Discover Machu Picchu

Machu Picchu
Machu Picchu, ‘Lost City’ of the Incas

Suddenly we found ourselves standing in front of the ruins of two of the finest and most interesting structures in ancient America. Made of beautiful white granite, the walls contained blocks of Cyclopean size, higher than a man. The sight left me spellbound.

When Hiram Bingham went looking for the legendary Inca city of Vilcabamba, the last refuge of the Inca kings, he did not suspect that his journey would lead him to discover the most spectacular archeological site in the Americas—Machu Picchu.

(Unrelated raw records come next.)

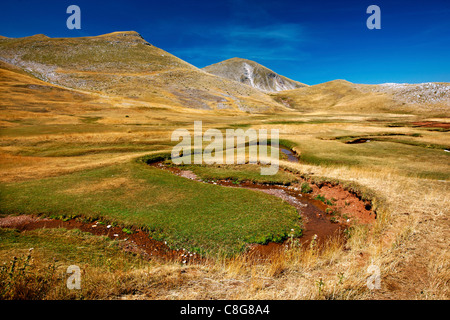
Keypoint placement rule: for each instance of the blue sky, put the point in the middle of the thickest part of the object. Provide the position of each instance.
(308, 41)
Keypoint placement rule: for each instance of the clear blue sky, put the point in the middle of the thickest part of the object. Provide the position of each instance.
(309, 41)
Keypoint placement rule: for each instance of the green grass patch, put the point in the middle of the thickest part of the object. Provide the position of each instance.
(187, 214)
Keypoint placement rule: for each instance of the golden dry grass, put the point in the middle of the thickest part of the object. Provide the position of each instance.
(409, 241)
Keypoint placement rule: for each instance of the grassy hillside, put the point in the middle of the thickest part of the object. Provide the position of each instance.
(340, 96)
(125, 65)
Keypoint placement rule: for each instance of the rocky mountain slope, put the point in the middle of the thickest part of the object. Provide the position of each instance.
(252, 74)
(124, 64)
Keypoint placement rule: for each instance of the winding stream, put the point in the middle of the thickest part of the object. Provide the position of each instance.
(317, 224)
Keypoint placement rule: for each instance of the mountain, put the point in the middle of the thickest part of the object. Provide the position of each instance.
(253, 74)
(344, 96)
(123, 64)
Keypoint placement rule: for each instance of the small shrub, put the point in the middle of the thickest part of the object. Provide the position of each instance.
(306, 188)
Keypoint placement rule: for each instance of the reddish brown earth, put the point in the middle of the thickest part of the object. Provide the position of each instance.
(318, 224)
(432, 124)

When the expedition from Yale University, of which Bingham was the director, entered the Urubamba Canyon, in July of 1911, a peasant told him of the ancient ruins at the top of a hill called Machu Picchu. Bingham accompanied him up the dense jungle-covered slope to the top, where a child guided Bingham to the ancient stone structures buried beneath tropical vegetation. Bingham was so impressed that he wrote in his diary, “would anyone believe what I have found?”

Hiram Bingham Discovers Machu Picchu
Hiram Bingham in 1911

It is hard to imagine a more spectacular setting—an ancient stone city 1,300 feet above a frothing whitewater river, surrounded by jungle-covered peaks and brilliant orchids.

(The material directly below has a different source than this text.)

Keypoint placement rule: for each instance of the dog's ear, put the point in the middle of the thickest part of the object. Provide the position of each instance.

Of the two surrounding peaks, the first is named Huayana Picchu, which translates to “young peak” and is the one most often seen in photographs. The second peak is called Machu Picchu or “older mountain.” The original name of the city has long been forgotten.

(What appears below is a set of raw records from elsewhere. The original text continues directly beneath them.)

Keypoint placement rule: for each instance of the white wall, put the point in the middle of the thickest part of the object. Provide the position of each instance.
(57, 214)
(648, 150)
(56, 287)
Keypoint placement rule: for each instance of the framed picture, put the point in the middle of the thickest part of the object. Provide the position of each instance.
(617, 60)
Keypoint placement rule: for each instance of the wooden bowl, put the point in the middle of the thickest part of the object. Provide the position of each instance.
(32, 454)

Until Bingham’s discovery, Machu Picchu had been unknown to the outside world for nearly 400 years. It was a mystery how all knowledge and records of an entire city disappeared. It is now believed that Machu Picchu was not a city at all, but a royal estate and religious retreat, built around 1460 and located off the main routes. It could only be reached by paths accessible to those traveling by royal decree. The Incas had no written language. Their history was kept by verbal historians, who, following the collapse of the Inca state, were unemployed. Few of the Inca people ever knew that Machu Picchu even existed. As the Spaniards advanced into Peru, around 1527, half of the population died of small pox. This was followed by civil war and the abandonment of Machu Picchu. Thus, this magnificent “stone city” disappeared.